特殊な構造ではない普通のありふれたラーメン(中華そばではない、建築専門用語なのだ)構造だから、ちょっと経験あればそんなことは見て分かるものであるが、今の技術者はそうじゃないのかしら。

ものづくり仕事を現場で行うのが建築工事である。柱や梁の形を大工仕事でつくり、その中の鉄筋を組みたてて、まるで鋳物彫刻をつくるようにそこにコンクリートを流し込む、じつに原始的な手づくり仕事が今もなされている。

鉄筋工という職種の職人こそは、いくつもの建築現場で仕事しているから、その量的感覚が一番よく分かっているはずだ。現場監督の親玉もそうだ。ものづくりには、この現場感覚が一番大切なのだが、合理化の掛け声で失われてしまったのか。

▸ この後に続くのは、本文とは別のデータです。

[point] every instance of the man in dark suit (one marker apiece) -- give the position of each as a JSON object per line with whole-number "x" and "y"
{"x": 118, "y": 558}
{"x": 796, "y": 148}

検査機関も見逃したのは、コンピューターシステムはいつも正しいとの、現代的思い込みもあるにちがいない。銀行がなにかあったときに謝る常套語が、コンピューターの間違いでしたと、平気で言うのと同じだ。

だが、この機関も配筋検査という仕事があり、組み立てた鉄筋の配置と数を現場で検査するから、いやでも経験的に現場感覚が養われてくる。鉄抜きコンクリートを見破れないのがおかしい。

確認申請が通過したから安全だと思ったと事業者や工事関係者たちがいうのは、法的にはご尤もだが、技術者としての現場感覚を失っていることの証明である。

この事件で、医者と同じように建築士は人命を預かる仕事だって、やっと世間がその地位を西欧並みに認めてくれるだろうと期待しているし、建築家も自らそのように律する気持ちを新たにしたことだろうと思う。もっとも、医者もこのところなんだか怪しい人がいるけど。だれでもが建築設計をしてはならないと国家が禁じているのを、建築士にだけは許す(免許)という意味がよく分かったことだろう。

○区分所有型共同住宅(通称マンション)という基本的欠陥住宅政策

それにしても日本では基本的人権とでも言うべき住宅を社会政策としないで、市場経済に任せる政策だから、このような場合に救済策をはたらかせることが非常に難しいことになる。 特に、区分所有型共同住宅ビル(いわゆる分譲マンション)というものの持っている基本的な問題がまた露呈した。

阪神大震災であれほどこのシステムに問題があると分かったのに、住宅政策は一向に変わらないし、今回のような三流デベロッパーが三流設計者と三流建設業者を使って手抜きならぬ鉄抜き共同住宅(こんなボロビル住宅をマンション-庭付き豪邸のこと-と報道するのがあきれる)を建てる。

そして庶民はそれを何千万円もの借金をしても、住宅ローン難民になるリスクを背負っても、人生の半分か3分の1を返済に汲々とする生活を承知しても、それを買うのだ。

この国の人たちはなんと忘れやすいのか、それはそんな巨大リスクを背負ってもなおかつ庶民が買わざるを得ないような貧しい日本の住宅政策がもとにあるのだ。

電車の吊り広告に『20年家賃を払い続けても、何も残らないと知ったとき買うことに決めた』という、いわゆる分譲マンションのキャッチコピーが書いてあった。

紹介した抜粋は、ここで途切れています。